Sorry de la chose, il s’en excusa d’une façon fort civile et, bien évidemment, me proposa d’échanger le renversé par un qui ne l’était pas.

C’est ainsi qu’après les félicitations d’usage, nous échangeâmes.

Pendant un tout petit peu plus de cinq minutes.   … Le Béarn des origines familiales, le français qu’il aimait, qu’il parlait et qu’il essayait d’entretenir par la lecture de Flaubert, la romanité de Nîmes, la colorido du ciel et les yeux des femmes…

La gente professionnelle qui sortait du callejón abreuvait l’élégant d’éclatants «Enhorabuena, ganadero» auxquels il répondait d’un simple «Gracias» donné d’un léger coup de tête.

Sans plus.

Il était exclusivement centré sur celui auquel il s’adressait et, par simple mais naturelle correction, lui consacrait la totalité de son attention et la  complète disponibilité de sa personne.

Pas la peine d’en dire plus.

En matière d’élégance, il en connaissait un rayon l’élégant !

Datos :

–         Juan Pedro Domecq Solis

–         Date/Lieu de naissance : 10 avril 1942, Séville, Espagne

–         Date de décès : 18 avril 2011, Higuera de la Sierra, Espagne

–         Parents : Juan Pedro Domecq Díez

–         Enfants : Juan Pedro Domecq Morenés

–         Feria de Pentecôte 2004 :

–      Mercredi 26 mai : Toros de Miura pour El Fundi, Denis Loré et Juan José Padilla.

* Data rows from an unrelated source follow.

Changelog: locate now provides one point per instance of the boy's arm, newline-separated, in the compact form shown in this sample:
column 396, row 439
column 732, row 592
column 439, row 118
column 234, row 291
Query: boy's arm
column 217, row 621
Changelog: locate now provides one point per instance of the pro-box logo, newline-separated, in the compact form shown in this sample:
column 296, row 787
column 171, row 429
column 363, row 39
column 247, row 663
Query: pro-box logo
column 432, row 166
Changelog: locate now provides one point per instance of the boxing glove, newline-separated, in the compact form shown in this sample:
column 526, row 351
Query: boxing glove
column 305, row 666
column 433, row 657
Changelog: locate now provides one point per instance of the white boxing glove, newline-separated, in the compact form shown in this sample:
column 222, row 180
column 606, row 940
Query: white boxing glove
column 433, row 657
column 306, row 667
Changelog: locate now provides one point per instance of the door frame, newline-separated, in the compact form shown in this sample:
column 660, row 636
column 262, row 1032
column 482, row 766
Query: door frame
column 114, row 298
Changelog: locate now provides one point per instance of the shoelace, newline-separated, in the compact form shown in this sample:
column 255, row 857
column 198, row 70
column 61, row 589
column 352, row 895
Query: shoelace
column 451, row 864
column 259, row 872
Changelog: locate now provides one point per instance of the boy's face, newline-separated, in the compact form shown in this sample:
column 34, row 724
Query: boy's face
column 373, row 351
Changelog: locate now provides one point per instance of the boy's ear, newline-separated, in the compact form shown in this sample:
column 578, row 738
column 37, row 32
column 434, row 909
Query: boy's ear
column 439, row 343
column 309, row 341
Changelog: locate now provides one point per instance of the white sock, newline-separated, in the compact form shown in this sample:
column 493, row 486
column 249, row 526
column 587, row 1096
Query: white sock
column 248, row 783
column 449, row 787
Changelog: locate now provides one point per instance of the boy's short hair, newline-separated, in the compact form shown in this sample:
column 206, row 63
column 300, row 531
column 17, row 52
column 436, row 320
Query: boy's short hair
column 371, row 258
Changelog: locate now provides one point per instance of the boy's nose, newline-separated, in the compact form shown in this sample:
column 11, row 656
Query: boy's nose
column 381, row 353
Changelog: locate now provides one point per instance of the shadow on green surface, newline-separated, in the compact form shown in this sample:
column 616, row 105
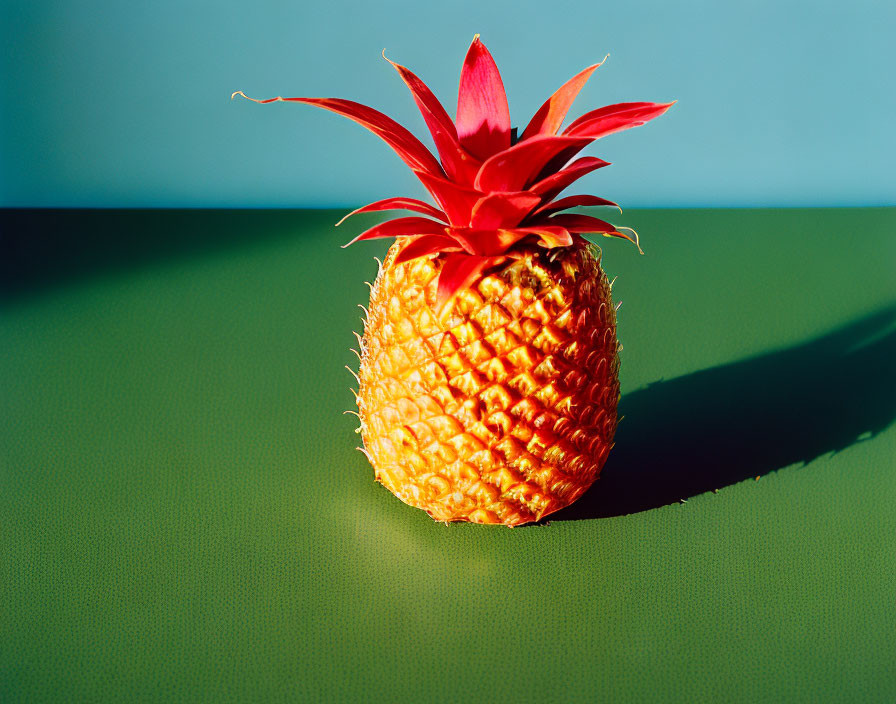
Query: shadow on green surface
column 719, row 426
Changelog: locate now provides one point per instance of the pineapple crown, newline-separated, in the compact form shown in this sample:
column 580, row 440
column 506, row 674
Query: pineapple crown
column 494, row 191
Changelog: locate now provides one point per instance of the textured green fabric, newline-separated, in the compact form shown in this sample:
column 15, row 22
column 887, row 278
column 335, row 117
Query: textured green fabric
column 183, row 516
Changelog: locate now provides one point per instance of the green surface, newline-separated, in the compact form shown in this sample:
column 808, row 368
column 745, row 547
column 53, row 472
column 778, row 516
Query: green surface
column 183, row 516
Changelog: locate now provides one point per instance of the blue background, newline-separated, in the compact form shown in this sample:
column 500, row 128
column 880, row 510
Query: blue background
column 123, row 104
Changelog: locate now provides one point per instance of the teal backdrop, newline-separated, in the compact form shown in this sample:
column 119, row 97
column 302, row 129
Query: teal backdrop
column 109, row 104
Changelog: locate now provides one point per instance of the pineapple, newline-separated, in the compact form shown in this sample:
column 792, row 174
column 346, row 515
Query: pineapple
column 488, row 381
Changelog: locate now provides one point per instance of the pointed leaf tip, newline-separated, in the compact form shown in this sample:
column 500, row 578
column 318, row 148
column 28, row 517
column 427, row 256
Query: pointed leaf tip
column 483, row 116
column 552, row 113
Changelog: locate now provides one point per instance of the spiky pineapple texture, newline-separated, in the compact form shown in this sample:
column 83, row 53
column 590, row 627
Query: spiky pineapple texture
column 429, row 361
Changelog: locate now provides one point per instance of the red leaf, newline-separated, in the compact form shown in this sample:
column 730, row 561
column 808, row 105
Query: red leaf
column 411, row 150
column 615, row 118
column 513, row 169
column 456, row 200
column 572, row 202
column 398, row 204
column 401, row 227
column 486, row 242
column 580, row 223
column 550, row 235
column 459, row 271
column 426, row 245
column 551, row 115
column 483, row 118
column 549, row 187
column 459, row 165
column 503, row 209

Jeudi 27 mai : Toros d’El Pilar pour Juan Diego, Sébastien Castella et Iván García.

Vendredi 28 mai : Toros de Torrealta pour El Juli, José María Manzanares et Fernando Cruz (alternative).  

Samedi 29 mai : En matinée – Corrida mixte, Toros de Jandilla et Los Espartales (en rejoneo) pour César Rincón et Sébastien Castella, que précédera, à cheval, Pablo Hermoso de Mendoza.

Samedi 29 mai – vespertina : Toros de Nuñez del Cuvillo pour Jesulín de Ubrique, César Jiménez et Matías Tejela.

Dimanche 30 mai – En matinée : Toros de Juan Pedro Domecq pour Enrique Ponce, Javier Conde et Matías Tejela.

Dimanche 30 mai – vespertina : Toros de Palha pour Fernandez Meca, Jesús Millán et El Cid.

Lundi 31 mai – En matinée – Rejoneo : Toros de Santa María pour Marie Sara, Andy Cartagena et Sergio Domínguez.

Lundi 31 mai – vespertina : Toros de Samuel Flores pour César Rincón et Enrique Ponce, en mano a mano.